Fotoğrafa oldum olası bayılırım. Taa ortaokul yıllarımdan beri gittiğim her yerde fotoğraf çekmek hobim olmuştur. Tabii o zamanlar şimdiki gibi dijital imkanlar olmadığından tatile ya da özel bir yere giderken 5-6 makara film alırdık.
Fotoğraf aşkım Duru doğduktan sonra doruğa ulaştı. Duru’nun ilk aylarında “sağ kolumun uzantısı” gibi işlev gören fotoğraf makinem Duru büyüdükçe yine yanımdan ayırmadığım bir olmazsa olmazım.
Dün akşam Duru’ya banyo yaptırdım. Saçlar kurudu, lüle lüle oldu. Bir ara oyun hamuruyla oynarken baktım yüzü çok güzel, hem de pek güzel… Fotoğrafını çektim birkaç poz. O da hemen kendi oyuncak fotoğraf makinesini aldı, efendim o da benim resmimi çekecekmiş. Karşılıklı birbirimizin fotoğraflarını çektik. Sonra içeri gittik.

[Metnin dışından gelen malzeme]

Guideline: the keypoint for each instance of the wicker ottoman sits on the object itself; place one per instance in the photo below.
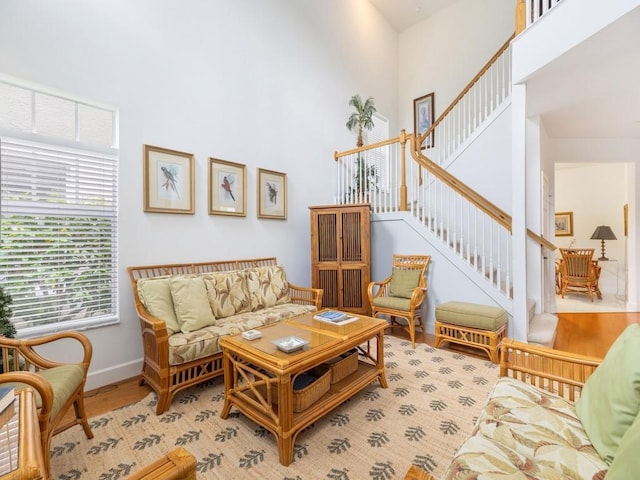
(479, 326)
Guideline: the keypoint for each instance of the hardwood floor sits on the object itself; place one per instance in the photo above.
(584, 333)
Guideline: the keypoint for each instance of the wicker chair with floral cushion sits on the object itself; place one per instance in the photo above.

Bana şu cümleyi kurdu: Anne, benim ne zaman büyük, siyah, güzel bir fotoğraf makinem olacak?
Bu çocuk küçük falan değil, görüntüsüyle beni kandırıyor…
Verdiğim cevap: Git babana sor kızım…
Babasına soramadı nedense, ağzında bir şeyler geveleyip durdu.